Pero gracias damos a nuestro Padre Celestial que nos hizo salir de tierra de Egipto, de la casa de servidumbre para llevarnos en el Camino a la eternidad, por medio de creer y confesar que Jesucristo es el Hijo de Dios y tomarlo como Señor, Salvador y Maestro. Porque el mundo no pregona en sus adaptaciones musicales es la promesa de la última parte de ese salmo. Sí, esa donde se promete y cumple que Babilonia será arrasada, destruida, hecha menos que polvo, por haberse prestado a someter millones de almas en esclavitud, engaño y condenación.

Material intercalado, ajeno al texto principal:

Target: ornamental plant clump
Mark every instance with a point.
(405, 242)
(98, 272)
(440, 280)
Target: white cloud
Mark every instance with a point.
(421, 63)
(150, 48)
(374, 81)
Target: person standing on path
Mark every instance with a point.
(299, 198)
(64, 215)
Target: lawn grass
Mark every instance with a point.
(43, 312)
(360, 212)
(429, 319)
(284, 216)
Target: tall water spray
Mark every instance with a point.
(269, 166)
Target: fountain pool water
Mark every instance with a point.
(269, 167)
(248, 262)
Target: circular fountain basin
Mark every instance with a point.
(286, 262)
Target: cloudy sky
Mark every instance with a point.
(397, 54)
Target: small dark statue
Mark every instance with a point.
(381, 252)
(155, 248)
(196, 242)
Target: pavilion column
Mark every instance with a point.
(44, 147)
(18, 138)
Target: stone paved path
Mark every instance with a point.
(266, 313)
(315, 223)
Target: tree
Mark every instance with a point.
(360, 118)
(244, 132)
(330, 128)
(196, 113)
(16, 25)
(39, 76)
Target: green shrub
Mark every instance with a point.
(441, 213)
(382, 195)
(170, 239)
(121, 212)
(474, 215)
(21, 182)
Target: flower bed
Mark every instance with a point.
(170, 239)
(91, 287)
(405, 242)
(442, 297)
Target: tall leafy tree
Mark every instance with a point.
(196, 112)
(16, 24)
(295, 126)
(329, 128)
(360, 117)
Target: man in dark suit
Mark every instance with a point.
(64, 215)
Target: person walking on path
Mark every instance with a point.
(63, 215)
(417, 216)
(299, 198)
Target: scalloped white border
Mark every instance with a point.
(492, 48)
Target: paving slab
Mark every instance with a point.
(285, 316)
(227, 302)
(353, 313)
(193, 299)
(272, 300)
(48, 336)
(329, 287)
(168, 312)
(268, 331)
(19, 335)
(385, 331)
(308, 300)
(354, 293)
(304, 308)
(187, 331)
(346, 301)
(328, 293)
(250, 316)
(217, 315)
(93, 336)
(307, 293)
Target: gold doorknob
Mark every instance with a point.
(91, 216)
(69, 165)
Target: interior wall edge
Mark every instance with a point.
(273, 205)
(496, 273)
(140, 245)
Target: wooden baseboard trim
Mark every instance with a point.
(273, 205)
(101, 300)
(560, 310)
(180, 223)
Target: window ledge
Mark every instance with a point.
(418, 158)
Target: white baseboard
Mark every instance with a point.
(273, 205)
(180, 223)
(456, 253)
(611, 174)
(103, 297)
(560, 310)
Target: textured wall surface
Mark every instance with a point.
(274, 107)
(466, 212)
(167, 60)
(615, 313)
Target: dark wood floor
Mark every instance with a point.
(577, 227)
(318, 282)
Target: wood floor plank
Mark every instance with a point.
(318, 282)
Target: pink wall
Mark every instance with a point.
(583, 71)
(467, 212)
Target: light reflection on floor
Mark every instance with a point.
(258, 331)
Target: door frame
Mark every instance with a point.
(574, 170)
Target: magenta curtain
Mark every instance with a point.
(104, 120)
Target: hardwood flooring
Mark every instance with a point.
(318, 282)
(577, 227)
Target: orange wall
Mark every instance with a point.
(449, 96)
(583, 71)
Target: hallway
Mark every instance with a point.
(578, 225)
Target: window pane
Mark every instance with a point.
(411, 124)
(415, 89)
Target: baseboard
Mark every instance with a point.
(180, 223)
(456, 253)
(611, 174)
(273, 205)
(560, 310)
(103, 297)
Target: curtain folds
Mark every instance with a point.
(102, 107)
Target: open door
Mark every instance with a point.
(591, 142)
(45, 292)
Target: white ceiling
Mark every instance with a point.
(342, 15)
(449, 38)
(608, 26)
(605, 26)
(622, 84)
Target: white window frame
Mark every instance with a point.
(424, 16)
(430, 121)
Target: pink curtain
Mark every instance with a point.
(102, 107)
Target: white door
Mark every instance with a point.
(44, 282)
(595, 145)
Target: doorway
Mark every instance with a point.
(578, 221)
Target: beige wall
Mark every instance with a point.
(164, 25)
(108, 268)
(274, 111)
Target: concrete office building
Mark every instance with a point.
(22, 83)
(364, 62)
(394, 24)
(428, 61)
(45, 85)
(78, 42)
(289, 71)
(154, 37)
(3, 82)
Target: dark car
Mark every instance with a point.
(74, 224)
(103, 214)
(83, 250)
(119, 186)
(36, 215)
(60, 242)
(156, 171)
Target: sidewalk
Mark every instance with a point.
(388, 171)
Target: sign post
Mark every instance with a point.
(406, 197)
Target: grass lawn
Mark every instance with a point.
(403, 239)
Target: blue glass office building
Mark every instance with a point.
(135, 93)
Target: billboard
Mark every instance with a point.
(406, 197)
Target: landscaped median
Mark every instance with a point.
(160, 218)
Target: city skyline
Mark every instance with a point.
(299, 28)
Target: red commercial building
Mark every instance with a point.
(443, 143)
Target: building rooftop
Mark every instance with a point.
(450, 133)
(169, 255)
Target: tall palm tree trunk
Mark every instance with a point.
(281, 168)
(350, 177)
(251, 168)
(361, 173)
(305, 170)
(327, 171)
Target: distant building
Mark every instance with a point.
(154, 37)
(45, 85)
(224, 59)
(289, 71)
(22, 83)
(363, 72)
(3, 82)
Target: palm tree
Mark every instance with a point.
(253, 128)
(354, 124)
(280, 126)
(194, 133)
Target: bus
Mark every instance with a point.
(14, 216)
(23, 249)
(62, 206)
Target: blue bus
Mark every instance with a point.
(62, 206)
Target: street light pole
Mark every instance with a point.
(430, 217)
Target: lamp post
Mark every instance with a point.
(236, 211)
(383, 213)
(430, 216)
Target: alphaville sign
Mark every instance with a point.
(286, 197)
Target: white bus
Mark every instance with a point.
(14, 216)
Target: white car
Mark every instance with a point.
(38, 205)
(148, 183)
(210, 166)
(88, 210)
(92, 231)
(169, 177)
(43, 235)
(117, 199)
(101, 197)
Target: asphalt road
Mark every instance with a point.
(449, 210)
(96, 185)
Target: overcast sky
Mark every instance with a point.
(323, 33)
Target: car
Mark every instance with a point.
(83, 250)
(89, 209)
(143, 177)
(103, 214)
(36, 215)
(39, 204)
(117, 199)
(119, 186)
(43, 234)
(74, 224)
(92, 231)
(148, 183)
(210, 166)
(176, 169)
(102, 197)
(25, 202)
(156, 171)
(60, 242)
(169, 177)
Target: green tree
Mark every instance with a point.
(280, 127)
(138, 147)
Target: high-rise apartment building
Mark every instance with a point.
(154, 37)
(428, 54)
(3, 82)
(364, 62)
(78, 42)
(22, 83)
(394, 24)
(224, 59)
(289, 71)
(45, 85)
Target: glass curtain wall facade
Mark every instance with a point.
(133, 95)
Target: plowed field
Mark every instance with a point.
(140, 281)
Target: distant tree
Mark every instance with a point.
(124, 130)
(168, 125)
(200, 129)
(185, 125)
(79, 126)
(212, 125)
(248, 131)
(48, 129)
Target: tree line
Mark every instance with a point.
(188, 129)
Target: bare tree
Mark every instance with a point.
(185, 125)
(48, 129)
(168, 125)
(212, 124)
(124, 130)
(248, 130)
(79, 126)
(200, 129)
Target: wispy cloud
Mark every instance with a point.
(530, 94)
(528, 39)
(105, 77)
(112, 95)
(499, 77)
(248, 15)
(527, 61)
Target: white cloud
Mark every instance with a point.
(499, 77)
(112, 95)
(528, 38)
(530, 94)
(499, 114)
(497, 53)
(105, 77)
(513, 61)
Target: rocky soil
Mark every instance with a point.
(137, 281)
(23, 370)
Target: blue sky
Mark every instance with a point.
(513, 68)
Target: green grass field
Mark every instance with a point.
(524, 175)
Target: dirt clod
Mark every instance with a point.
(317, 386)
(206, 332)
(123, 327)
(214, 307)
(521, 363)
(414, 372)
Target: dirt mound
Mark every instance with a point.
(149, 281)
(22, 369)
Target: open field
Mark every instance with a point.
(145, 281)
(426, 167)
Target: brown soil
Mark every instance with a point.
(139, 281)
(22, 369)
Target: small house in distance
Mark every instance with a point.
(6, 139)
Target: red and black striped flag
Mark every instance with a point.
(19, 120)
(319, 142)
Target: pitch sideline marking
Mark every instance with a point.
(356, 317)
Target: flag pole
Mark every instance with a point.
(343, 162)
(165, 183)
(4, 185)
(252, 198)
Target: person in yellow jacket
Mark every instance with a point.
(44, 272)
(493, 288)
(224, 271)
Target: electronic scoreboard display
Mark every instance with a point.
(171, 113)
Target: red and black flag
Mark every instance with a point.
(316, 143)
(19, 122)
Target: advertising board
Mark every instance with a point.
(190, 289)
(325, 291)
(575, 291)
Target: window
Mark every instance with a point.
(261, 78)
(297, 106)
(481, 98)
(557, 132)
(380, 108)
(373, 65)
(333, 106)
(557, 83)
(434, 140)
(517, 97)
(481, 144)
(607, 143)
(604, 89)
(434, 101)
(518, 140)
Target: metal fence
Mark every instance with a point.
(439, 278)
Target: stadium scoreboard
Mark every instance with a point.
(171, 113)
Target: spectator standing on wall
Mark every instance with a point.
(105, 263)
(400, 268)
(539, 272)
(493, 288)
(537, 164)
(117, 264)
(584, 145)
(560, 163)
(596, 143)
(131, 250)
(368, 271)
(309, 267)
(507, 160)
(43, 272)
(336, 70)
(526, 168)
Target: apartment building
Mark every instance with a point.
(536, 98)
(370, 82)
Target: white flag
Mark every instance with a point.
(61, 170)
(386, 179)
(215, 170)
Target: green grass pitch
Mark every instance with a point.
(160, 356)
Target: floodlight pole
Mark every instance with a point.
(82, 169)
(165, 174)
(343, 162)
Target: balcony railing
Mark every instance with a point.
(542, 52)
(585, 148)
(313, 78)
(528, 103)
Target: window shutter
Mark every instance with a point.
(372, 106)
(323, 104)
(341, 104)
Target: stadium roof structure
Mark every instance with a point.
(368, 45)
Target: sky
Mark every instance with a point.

Convenientemente se queda en el dolor, en el clamor y la angustia, para hacer parecer que Dios sigue ausente y, por tanto, amados hermanos, es nuestro deber seguir dando testimonio de Cristo, porque el enemigo no cesa en torcer el sentido de las Escrituras para diluir el efecto poderoso. Nuestro Padre está justo al lado del corazón de quien lo invoca para dar vida y salvación, perdón y eternidad, un destino y sanidad.

Igual con himnos, cantos modernos todos mundanizados. Si eso hacen con lo que está escrito por el Espíritu ¿Qué no querrán hacer con interpretaciones, pensamientos y creencias que no están firmes en la fe, el amor, la esperanza y el mensaje del Señor Jesús? Tengamos cuidado y sigamos meditando, resistiéndonos a la dulzura sutil del engaño.

Que el amor y la gracia de nuestro Señor Jesucristo sea en su espíritu amados hermanos, amén.